Diversity on Display at IFA
Two days into my third trip to the IFA annual convention in Las Vegas, I’ve once again seen the remarkable diversity representative of the amazing, global shifts underway in franchising. And I’m not just saying that because it was part of my presentation on the first day.
That speaking engagement was the 26th annual Elements of Successful Franchising before a packed room full of franchisees and franchisors discussing trends in the industry—largely. More than ever, a good portion of the money and investment in franchising is happening overseas, and there’s no better place than the IFA to take in the diversity of this crazy industry.
Our conversation was dominated by the ongoing international shift for U.S.-based franchisors, especially some of the largest and oldest brands in the industry. Afterward, I joined the sea of attendees snaking their way through the back corridors of Mandalay Bay toward the general session luncheon upstairs. Such massive crowds, especially confined inside a building by hallways and escalators, tend to freak me out—but I had to marvel at the diversity around me. This event and industry draws a truly modern crowd, the full complement of genders, ethnicities, nationalities and economic backgrounds.
Walking into the expansive dining hall with massive video screens and thousands of people, I was taken by the numbers of people I’ve come to know in this industry. Of course, I couldn’t actually see any of them as I searched for a table. A person can quickly embed themselves in the franchise industry; I look forward to seeing so many people as I worm my way deeper into the industry.
Rather than just old white guys, which is the franchising cliché, I ate lunch with a remarkably diverse group. This included one of my favorite industry contacts, Galen Welsch, who is the co-founder of Jibu, a clean water social franchise out of Uganda who remains one of this industry’s brightest (and most worldly) stars. He brought a Jibu franchisee named Media Muvuna who’s been with the company for several years. It was her first trip to the United States, and our table collectively marveled at what it would be like to experience this event—and Las Vegas—as one’s first in-person view of the United States.

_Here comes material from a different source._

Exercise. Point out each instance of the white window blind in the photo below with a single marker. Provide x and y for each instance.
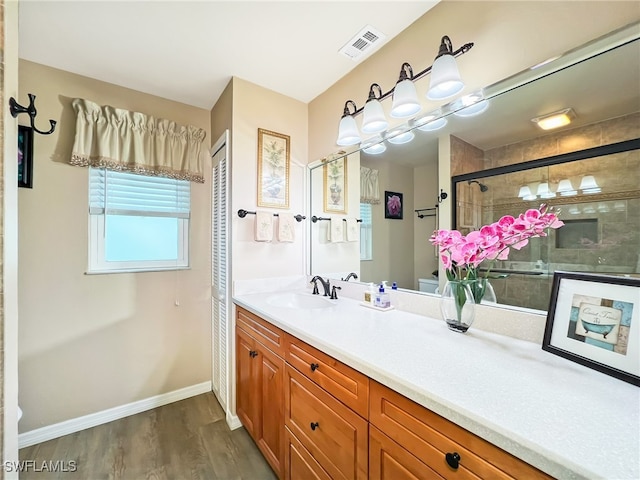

Listening to Aziz Hashim and Robert Cresanti while lunch was served continued to demonstrate that this industry has transformed itself into a very well run, modern enterprise that knows its strength lies in the foundational promise of franchising as a way to move up for everybody, regardless of your own beginnings in life.
This week has been dominated by intense press coverage of the new, selective immigration ban, and the water cooler conversations at this event reflect the headlines. Seeing such global diversity in person is the ultimate contrast to the newspapers and TV news programs, and I hope that whatever direction our industry and country takes, it encourages the diversity attracted to this remarkable event.